PVS, which sometimes follows a coma, is a condition in which the patient loses function of the cerebral cortex – the part of the brain that controls the ‘ higher’ brain activities, including perception and conscious thought. However, the brainstem continues to function, maintaining activities such as breathing and heartbeat. The patient may laugh, cry out, or make spots of our movements, and the eyes may even be able to track a moving object.

With intensive physical therapy and medical care, most patients will come out of a coma within four weeks. Many make a full recovery, but some emerge with a range of physical or psychological difficulties. These depend on the severity of the damage to the patient’s brain tissue. The prognosis for PVS is far worse. A patient in PVS for more than one month is extremely unlikely ever to regain consciousness, and the few patients who have regained awareness have been severely mentally disabled, blind, deaf, or paralyzed.
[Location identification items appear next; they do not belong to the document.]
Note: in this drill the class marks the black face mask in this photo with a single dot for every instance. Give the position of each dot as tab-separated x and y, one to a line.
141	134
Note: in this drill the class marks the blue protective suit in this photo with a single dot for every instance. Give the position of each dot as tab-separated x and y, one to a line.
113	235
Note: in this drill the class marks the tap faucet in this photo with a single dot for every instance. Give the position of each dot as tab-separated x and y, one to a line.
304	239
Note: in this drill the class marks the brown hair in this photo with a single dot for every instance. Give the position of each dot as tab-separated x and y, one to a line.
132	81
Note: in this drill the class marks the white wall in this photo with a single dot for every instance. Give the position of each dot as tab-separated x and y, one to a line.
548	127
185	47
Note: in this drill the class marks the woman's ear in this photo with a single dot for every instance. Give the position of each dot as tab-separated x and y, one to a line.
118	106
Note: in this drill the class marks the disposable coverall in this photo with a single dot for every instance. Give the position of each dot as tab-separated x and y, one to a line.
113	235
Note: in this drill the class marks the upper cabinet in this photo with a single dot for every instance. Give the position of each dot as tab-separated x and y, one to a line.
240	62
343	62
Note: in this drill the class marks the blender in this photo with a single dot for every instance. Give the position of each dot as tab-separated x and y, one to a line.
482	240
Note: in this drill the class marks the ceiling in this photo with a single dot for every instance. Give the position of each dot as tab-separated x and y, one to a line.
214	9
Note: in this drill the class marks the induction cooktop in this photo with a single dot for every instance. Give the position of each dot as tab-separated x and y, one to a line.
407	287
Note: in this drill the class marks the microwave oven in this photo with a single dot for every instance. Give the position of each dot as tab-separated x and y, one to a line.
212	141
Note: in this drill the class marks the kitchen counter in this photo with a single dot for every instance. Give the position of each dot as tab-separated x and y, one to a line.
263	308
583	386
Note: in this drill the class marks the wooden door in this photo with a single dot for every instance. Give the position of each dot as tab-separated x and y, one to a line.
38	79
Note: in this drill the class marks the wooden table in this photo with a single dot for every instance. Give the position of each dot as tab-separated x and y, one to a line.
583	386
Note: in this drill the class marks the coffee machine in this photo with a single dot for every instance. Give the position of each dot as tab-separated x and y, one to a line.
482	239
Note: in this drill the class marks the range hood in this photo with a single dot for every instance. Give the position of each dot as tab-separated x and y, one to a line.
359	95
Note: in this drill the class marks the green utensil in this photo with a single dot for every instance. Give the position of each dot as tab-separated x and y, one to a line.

The dilemma raised by PVS is this medical science makes it possible to maintain patients in PVS not just for weeks but for decades. The medical bill for one patient can run into hundreds of thousands of dollars, and today, there are an estimated 14,000 patients in the USA in PVS. Patients in PVS are clearly not dead by current definitions, and yet their prospects for recovery after a few months are negligible. In these cases, should the boundaries of death be widened to include irreversible P VS, and if so, what criteria should be used if we decide to stop feeding and treating patients in this condition?

The matter is still highly controversial, but what will follow is likely a further redefinition of death based on irreversible loss of con­sciousness – the single characteristic that is most specifically human.

Diagnosing Brain Death

The following criteria must all be met before a doctor can diagnose brain death:

  • The patient is unable to take a single breath unaided.
  • The pupils of the patient’s eyes are fixed open.
  • The patient does not respond in any way to painful stimulation, such as a needle prick.
  • There is no muscle tone in the arms and legs.
  • There are no signs of activity in the brainstem, indicated by the following factors.
  • The eyeballs are fixed in their sockets.
  • There is no cough or gag reflex when the back of the throat is stimulated.
  • There is no corneal reflex – that is, the patient does not move when the surface of the eyeball is stroked.
  • There is no response when ice-cold water is poured into the ear (if the person is alive, the person’s eyes will move).

After these criteria have been checked, brain death will only be confirmed when the doctor is sure that the patient has not taken opiate or barbiturate drugs within the last 24 hours. In addition, scans must be carried out to confirm that no blood is penetrating the brain, or EEG measurements made to show no sign of detectable electrical activity in the brain.

Transplant surgery

Since Christian Barnard performed the first heart transplant operation in 1967, the diagnosis of brain death has become crucial. Organs for transplant can be taken from a body only when brain death has been diagnosed. They are then preserved by cooling and transported to the transplant site as quickly as possible.